No. No time for that. Who knew when Silar or the warden would come in and interrupt us?
“Cherry,” I said on a quiet exhale, “are you in danger? Blink twice if you want me to get you out of here.”
“Girl, it’s so freaking dusty here!” she wailed, once again far too loud. She covered her eyes with her hands. “I blink about a million times an hour!”
“OK. Fine. Blinking is out.” It was difficult to see her face beneath the quilt anyway. “Grab my hand and squeeze it if you don’t feel safe here.”
“Safe here , as in this closet? With you? Because I kind of feel like suffocation might be on the table.”
A valid concern. There was no cooling system in this house, and the summer heat made things extra stuffy in here, something only amplified by the blanket.
“You’re avoiding my questions. I just need to know how you really feel now that Silar and the warden aren’t hanging around. So squeeze my hand if-”
I suddenly yelped, breaking my own rules about volume level. Cherry had grabbed a part of me and pinched it.
But it wasn’t my hand.
It was my ear lobe.
“What the hell was that for? I didn’t mention ears in the special code,” I whisper-shouted, rubbing at the stinging flesh as she pulled her hand away.
“Sorry,” she replied, patting my knee in a comforting but not-at-all remorseful way. “It’s something I do when Silar is spiralling.
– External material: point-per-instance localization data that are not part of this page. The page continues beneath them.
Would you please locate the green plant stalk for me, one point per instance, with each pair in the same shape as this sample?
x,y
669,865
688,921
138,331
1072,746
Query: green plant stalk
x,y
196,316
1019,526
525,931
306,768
It may not look like it, because he’s so quiet and all, but there’s a lot going on in that big head of his. He can be a really anxious alien bean. I often find a nice, friendly little ear-grab gets him out of his own head and back into the present moment.”
“Glad to hear that it was meant to be nice and friendly,” I muttered.
“Of course!” Cherry replied, giving my knee another reassuring pat. “I’ve helped Darcy through more than enough mental breakdowns out here. I’m practically an expert by now.”
“I’m not having a mental breakdown!”
“We are currently hiding under a blanket in a closet,” Cherry pointed out dryly.
“Alright, it doesn’t look great,” I admitted. “Wait. Hold on. Why was Darcy having a mental breakdown out here? Was it about something Fallon did?”
“It was about something she did,” Cherry replied.
“Which was?”
“Falling in love with him.”
Oh.
“And, also,” Cherry added off-handedly, “that time she thought his dicktacle was a venomous snake and she very heroically tried to rip it off. The poor man was practically maimed. She felt so bad.”
Before I could even begin to try to understand Cherry’s anecdote about the heroic near-mutilation of Fallon’s “dicktacle,” the sound of a door opening penetrated the muffled wall of the quilt.
Not such a great sound barrier after all…
Heavy, measured footsteps approached, then stopped.
I didn’t need to lift the blanket to figure out who it was. I recognized the warden’s deep, spine-tingling voice well enough by now that I could practically picture his unimpressed expression when he asked, “What in the great blue blazes are you two doing?”